Think of intrinsics of a name that could potentially be given up for functions like this (and implementation details becoming private/moving elsewhere). For unreachable specifically, we ended up deciding to create a std::hint module, despite my foresight that it will want to live alongside abort/trap. Since trap does not fit into hint, we can put this function somewhere else, sure. Except there are few or no places where it would fit in thematically, so we might end up creating yet another module that will likely contain just this function.

japaric commented 6 years ago

First, lowering into abort() function is just a "default" that generic lowering code in LLVM performs for targets that do not implement lowering of their own. (..)

Are you suggesting that we "polyfill" llvm.trap in rustc for targets that don't have a dedicated trap instruction?

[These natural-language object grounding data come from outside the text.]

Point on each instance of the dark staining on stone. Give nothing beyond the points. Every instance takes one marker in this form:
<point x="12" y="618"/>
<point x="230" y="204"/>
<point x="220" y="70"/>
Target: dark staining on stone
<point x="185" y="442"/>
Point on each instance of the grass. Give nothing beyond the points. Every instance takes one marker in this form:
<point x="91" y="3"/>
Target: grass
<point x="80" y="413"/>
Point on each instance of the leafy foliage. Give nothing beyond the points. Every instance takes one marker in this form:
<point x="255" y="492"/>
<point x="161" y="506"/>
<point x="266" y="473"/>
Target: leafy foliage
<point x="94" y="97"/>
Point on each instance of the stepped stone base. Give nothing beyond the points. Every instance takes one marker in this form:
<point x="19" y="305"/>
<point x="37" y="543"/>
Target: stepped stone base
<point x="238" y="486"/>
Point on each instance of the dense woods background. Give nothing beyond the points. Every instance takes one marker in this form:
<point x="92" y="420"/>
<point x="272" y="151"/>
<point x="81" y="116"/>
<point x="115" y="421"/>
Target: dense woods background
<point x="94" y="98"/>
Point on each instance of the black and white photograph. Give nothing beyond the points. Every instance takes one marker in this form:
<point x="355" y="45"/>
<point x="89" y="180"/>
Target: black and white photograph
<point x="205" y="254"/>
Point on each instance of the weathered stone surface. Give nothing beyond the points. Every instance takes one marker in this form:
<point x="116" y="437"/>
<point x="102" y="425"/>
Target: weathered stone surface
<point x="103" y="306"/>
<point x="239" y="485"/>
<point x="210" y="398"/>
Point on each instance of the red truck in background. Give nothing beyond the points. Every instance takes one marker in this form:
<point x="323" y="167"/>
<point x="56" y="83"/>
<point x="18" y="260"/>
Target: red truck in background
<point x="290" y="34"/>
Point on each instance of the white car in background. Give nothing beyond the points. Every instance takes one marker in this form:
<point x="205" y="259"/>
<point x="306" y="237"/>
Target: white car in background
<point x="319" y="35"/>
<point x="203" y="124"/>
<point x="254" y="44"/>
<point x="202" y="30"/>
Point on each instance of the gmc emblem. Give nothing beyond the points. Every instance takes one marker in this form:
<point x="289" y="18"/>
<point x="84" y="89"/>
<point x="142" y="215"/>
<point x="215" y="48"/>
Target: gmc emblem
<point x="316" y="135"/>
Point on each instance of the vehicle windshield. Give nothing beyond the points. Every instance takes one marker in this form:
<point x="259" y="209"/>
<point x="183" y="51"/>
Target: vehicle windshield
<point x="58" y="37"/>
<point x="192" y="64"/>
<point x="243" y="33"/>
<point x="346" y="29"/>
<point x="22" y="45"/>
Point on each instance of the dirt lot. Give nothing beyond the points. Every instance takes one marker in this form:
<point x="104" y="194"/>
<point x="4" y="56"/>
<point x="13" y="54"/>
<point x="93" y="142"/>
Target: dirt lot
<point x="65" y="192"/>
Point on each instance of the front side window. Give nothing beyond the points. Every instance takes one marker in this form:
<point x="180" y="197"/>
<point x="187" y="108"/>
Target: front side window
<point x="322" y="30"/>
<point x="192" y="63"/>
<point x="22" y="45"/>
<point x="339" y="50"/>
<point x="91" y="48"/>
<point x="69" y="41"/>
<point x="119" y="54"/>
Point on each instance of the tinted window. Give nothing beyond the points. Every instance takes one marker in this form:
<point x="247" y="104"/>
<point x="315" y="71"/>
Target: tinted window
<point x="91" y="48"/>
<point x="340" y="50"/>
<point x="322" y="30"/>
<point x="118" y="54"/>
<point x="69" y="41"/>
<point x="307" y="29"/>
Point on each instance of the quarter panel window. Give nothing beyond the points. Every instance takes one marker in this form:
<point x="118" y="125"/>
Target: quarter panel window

What should such function do when targeting MSP430? It seems to (but I'm no expert) that 16-bit and 8-bit architecture use all their opcode space so there's no undefined opcode that we could use here.

Also, with this approach we would have to take care not only of MSP430 but also of every new architecture that we add in the future and that has this problem (possibly, AVR).

alexcrichton commented 6 years ago

I don't personally have a lot of thoughts about where this should go or what to name it, but I agree with @SimonSapin that we should avoid the intrinsics module

eddyb commented 6 years ago

does ~~Cretonne~~ Cranelift have a trap intrinsic? If so, does it do the same thing as llvm.trap? Also, where would you put this?

It has trap as an instruction, including conditional forms.

As for where to place this, definitely not intrinsics. I would also maybe call it trap instead of abort to distinguish it from libc abort.

cr1901 commented 6 years ago

Re: msp430 and llvm.trap: @awygle and I spent an hour or so discussing how we could implement llvm.trap for msp430 on IRC. We couldn't agree on reasonable semantics/implementation, so currently there are no plans to implement llvm.trap." There are multiple reasonable semantics, but their implementation is ugly (short of deferring to a function provided by msp430-rt that the user implements on a per-application basis).

Therefore I'd prefer that we'd not have a stable trap API on msp430; I would prefer something like core::arch::$ARCH::trap.

eddyb commented 6 years ago

Oh, using core::arch is definitely one way to go about doing this that I'd be fine with.

japaric commented 5 years ago

@gnzlbg given the last comments, do you think we could move forward with core::arch::$ARCH::trap?

gnzlbg commented 5 years ago

do you think we could move forward with core::arch::$ARCH::trap?

Yes, this looks fine to me. Will you send a PR for adding it to the architecture-specific submodules in stdsimd?

Does anyone feel strongly about this intrinsic needing an RFC to stabilize or would an FCP be enough to stabilize it for some of the archs at least?

parched commented 5 years ago

Perhaps if it's going in core::arch::$ARCH::trap it should have an architecture specific name e.g. UDF for arm.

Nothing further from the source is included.